Retirada logo após o protesto, a manifestante, que também tinha a mensagem “Seu tempo acabou” escrita no corpo, é integrante do movimento feminista Femen, fundado em 2008 na Ucrânia. O grupo é conhecido por organizar atos de topless público em repúdio a abusos sexuais. Não foi a primeira vez que Berlusconi foi alvo do movimento. Em 2013, três mulheres o abordaram de maneira similar, segundo a emissora italiana RAI.

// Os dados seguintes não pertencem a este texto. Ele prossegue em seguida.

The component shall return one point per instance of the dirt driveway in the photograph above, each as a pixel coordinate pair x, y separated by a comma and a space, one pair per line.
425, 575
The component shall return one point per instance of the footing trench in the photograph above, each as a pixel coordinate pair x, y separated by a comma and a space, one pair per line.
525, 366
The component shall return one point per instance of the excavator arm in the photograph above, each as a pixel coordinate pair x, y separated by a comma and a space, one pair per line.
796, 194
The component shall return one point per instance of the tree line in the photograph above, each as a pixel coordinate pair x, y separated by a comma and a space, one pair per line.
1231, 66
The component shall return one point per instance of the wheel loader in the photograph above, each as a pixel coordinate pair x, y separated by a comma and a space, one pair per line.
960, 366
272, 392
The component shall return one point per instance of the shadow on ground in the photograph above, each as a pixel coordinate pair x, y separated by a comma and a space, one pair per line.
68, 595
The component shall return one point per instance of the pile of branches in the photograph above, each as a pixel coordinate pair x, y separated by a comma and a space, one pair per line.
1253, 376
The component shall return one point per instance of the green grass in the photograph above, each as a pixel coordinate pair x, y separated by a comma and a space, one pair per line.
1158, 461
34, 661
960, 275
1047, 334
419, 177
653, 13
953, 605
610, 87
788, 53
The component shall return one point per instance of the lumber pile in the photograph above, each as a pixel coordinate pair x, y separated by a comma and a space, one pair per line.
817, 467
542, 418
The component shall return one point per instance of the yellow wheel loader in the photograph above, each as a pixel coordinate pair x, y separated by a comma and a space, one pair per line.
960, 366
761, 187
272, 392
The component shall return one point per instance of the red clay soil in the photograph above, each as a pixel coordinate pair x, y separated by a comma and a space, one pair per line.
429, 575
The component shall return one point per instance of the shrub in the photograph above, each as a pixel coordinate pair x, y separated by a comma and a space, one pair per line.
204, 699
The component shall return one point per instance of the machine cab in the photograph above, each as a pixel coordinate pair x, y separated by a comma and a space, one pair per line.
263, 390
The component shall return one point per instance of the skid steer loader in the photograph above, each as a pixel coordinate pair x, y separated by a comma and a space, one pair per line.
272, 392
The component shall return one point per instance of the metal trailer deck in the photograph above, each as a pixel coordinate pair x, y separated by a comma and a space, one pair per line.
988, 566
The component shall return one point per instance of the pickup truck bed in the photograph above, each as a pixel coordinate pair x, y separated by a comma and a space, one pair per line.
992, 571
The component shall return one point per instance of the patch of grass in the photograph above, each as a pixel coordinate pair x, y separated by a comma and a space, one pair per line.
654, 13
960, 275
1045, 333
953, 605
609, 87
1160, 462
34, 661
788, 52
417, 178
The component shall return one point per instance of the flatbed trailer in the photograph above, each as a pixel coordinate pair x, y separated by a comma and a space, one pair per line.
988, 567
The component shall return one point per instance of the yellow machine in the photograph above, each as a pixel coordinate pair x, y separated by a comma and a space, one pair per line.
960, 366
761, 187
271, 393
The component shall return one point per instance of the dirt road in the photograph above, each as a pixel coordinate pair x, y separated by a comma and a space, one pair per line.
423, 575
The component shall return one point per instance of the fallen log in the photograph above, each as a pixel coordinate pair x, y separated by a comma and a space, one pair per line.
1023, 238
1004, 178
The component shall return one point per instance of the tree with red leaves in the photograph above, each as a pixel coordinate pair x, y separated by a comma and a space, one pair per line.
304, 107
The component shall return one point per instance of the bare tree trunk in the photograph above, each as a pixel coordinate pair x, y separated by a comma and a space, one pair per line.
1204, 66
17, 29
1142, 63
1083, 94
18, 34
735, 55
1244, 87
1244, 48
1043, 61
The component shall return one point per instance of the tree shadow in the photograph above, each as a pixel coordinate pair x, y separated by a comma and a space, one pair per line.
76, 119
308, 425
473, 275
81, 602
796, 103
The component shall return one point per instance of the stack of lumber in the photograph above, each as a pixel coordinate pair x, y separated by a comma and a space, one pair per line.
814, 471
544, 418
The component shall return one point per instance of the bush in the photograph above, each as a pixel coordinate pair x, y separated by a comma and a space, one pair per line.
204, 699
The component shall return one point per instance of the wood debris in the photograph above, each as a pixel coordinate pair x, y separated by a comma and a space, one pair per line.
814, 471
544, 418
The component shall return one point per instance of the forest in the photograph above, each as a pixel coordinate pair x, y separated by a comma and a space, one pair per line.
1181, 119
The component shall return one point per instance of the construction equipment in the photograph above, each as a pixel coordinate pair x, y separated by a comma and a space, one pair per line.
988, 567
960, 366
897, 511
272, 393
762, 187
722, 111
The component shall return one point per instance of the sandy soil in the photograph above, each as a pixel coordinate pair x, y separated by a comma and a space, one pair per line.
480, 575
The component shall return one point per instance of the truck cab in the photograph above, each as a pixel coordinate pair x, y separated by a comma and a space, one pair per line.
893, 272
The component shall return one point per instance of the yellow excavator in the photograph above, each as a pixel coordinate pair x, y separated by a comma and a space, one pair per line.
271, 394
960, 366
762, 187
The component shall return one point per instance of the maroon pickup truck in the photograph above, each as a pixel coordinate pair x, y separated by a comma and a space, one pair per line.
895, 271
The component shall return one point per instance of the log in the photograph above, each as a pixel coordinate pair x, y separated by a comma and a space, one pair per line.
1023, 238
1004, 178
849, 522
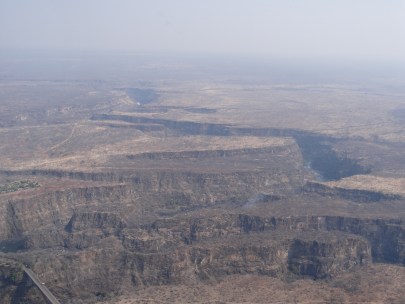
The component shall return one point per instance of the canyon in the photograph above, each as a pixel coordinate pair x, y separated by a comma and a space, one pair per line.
125, 192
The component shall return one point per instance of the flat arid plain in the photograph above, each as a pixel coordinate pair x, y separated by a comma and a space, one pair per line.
168, 182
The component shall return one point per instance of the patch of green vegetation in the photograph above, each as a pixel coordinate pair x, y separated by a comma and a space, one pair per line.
18, 185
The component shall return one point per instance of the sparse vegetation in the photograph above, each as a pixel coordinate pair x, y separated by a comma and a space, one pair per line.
18, 185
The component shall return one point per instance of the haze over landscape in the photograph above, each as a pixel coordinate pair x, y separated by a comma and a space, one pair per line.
202, 151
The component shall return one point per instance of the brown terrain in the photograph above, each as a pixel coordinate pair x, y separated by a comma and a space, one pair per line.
190, 191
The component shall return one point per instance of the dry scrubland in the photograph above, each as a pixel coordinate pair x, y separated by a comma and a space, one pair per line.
195, 192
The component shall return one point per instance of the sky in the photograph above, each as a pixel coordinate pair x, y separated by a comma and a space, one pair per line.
357, 29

Os italianos começaram a ir às urnas às 7h (3h em Brasília) deste domingo. A votação termina às 23h (19h em Brasília). Às 12h, a taxa de comparecimento registrada era de 19% do eleitorado registrado. Muitos centros de votação registraram longas filas, algo que também preocupou Berlusconi:

“Estou preocupado de que possa haver situações nas quais algumas pessoas não conseguirão votar”, disse ele.

Busca de votos

Há três forças principais brigando pela maioria dos votos: uma coalizão de direita, liderada pelo Forza Italia (FI), do ex-premiê Silvio Berlusconi, a de centro-esquerda, liderada pelo Partido Democrata (PD), do também ex-premiê Matteo Renzi, e o Movimento 5 Estrelas (M5E), cujo líder é Luigi Di Maio. Há duas semanas, a direita aparece com vantagem, mas sem a maioria necessária para compor um governo.

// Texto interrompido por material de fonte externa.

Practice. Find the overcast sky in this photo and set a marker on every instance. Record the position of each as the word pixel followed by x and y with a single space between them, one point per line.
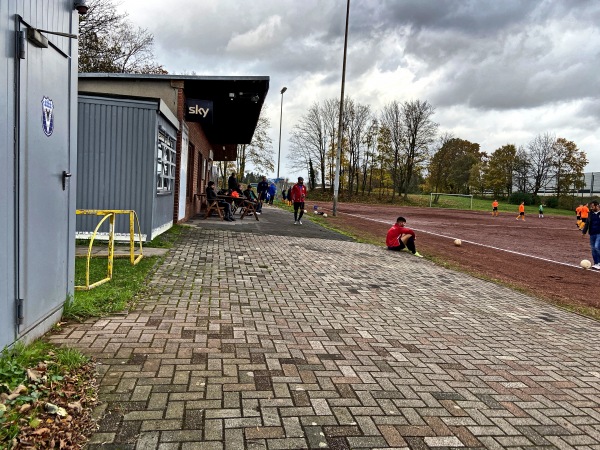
pixel 497 71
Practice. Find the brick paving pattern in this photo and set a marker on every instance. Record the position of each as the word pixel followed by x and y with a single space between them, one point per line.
pixel 276 342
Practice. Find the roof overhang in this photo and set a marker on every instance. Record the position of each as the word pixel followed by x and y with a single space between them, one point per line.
pixel 236 101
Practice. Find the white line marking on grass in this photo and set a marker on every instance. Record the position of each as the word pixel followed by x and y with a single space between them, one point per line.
pixel 471 242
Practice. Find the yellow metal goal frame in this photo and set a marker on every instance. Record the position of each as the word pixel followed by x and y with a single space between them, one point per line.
pixel 110 214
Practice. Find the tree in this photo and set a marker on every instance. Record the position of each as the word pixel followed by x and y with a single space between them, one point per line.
pixel 450 167
pixel 391 121
pixel 500 168
pixel 309 142
pixel 477 176
pixel 540 152
pixel 356 119
pixel 259 152
pixel 521 170
pixel 568 164
pixel 436 180
pixel 110 43
pixel 420 133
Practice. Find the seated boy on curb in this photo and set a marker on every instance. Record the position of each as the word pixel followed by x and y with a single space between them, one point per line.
pixel 399 237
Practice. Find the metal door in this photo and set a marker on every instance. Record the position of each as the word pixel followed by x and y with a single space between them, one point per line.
pixel 43 98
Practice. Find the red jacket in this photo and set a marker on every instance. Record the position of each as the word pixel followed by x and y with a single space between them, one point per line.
pixel 298 193
pixel 395 233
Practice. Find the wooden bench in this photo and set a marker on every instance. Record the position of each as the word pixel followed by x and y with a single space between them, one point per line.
pixel 249 208
pixel 214 206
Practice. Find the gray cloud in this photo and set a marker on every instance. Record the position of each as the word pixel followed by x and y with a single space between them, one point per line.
pixel 477 61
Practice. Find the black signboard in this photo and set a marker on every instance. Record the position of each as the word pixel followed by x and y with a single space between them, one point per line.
pixel 199 111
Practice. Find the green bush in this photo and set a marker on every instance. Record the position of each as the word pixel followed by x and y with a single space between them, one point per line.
pixel 517 197
pixel 551 202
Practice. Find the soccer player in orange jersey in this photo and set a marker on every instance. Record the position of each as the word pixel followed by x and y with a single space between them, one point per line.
pixel 494 208
pixel 521 211
pixel 585 212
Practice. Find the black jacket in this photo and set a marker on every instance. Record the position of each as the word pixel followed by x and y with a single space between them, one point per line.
pixel 211 194
pixel 592 223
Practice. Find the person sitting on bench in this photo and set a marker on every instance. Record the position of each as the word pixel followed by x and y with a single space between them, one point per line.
pixel 211 196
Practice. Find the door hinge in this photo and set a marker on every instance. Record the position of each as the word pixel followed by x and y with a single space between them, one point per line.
pixel 20 311
pixel 21 44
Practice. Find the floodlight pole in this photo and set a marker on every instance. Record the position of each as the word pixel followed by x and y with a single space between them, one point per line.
pixel 280 120
pixel 336 183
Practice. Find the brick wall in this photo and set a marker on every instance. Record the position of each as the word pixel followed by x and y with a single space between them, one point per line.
pixel 200 145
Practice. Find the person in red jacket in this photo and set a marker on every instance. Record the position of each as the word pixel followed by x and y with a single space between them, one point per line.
pixel 297 196
pixel 400 237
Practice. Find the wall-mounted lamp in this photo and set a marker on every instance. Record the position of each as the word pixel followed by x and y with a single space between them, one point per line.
pixel 81 6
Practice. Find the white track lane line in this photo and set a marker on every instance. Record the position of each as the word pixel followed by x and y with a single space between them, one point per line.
pixel 471 242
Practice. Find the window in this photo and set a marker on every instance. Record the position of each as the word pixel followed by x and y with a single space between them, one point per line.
pixel 165 162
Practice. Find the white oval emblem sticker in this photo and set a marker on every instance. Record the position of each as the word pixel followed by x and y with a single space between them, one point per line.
pixel 47 116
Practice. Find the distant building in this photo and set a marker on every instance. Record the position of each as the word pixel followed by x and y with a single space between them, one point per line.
pixel 150 142
pixel 38 154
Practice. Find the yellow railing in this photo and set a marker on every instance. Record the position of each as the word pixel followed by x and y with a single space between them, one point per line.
pixel 110 214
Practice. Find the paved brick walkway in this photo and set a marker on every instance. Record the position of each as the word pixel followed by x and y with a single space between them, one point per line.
pixel 271 342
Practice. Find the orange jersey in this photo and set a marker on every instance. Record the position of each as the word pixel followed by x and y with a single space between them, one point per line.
pixel 584 212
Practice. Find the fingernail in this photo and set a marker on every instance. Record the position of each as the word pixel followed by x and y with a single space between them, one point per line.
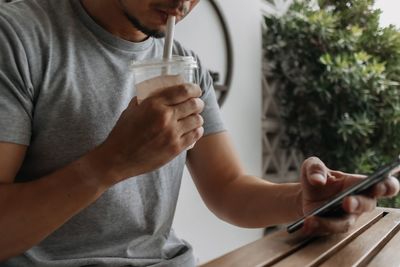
pixel 314 224
pixel 382 189
pixel 353 204
pixel 317 177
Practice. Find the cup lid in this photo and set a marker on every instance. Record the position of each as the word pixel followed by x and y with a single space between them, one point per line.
pixel 188 61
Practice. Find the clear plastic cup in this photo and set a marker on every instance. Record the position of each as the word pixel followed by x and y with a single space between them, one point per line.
pixel 154 75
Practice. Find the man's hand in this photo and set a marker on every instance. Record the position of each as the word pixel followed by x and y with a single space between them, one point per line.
pixel 319 184
pixel 149 134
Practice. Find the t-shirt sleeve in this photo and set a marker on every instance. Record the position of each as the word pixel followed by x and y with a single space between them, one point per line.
pixel 211 114
pixel 16 93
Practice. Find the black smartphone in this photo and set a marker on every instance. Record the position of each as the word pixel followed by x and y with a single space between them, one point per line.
pixel 333 207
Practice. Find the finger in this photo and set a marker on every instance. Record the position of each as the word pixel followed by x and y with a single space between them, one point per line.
pixel 322 226
pixel 190 123
pixel 387 188
pixel 345 175
pixel 191 137
pixel 358 204
pixel 189 107
pixel 392 186
pixel 314 171
pixel 178 94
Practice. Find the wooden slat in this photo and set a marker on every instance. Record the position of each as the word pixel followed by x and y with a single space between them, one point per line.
pixel 278 246
pixel 389 256
pixel 325 246
pixel 366 245
pixel 375 240
pixel 270 248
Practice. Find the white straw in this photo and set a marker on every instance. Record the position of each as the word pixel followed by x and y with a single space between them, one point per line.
pixel 169 38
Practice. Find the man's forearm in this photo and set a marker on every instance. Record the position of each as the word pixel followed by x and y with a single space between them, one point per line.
pixel 251 202
pixel 30 211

Antes da entrada em vigor de uma proibição de pesquisas de voto, há 15 dias, pesquisas indicavam que a aliança de Berlusconi conquistará cerca de 36% dos votos, cifra que lhe daria mais assentos do que qualquer outro bloco, mas não uma maioria absoluta. A Itália tem uma longa tradição de encontrar maneiras de sair de impasses políticos aparentemente insolúveis, e comentaristas vêm especulando que, no caso de um Parlamento sem maioria, Berlusconi buscará uma coalizão ampla com a centro-esquerda.

Berlusconi, ex-premiê e controversa figura polícia no país, não pode assumir nenhum cargo público até 2019, devido a uma condenação por fraude fiscal. Caso seu partido vença as eleições, o presidente do Parlamento Europeu, Antonio Tajani, deve assumir o governo. Se a maioria dos votos da coalizão de direita ficar com o partido anti-imigração e nacionalista Liga, quem assume o cargo é Matteo Salvini. Em virtude do acordo interno da coalizão, quem ficar na liderança dos votos deve dirigir o governo.

Sem ideologia e disposta a quebrar a tradicional bipolaridade entre direita e esquerda, segundo as pesquisas, o M5E pode se confirmar como o maior partido do país neste pleito, aparecendo com 27,8% das intenções de voto – índice que não é suficiente para que o partido governe sozinho.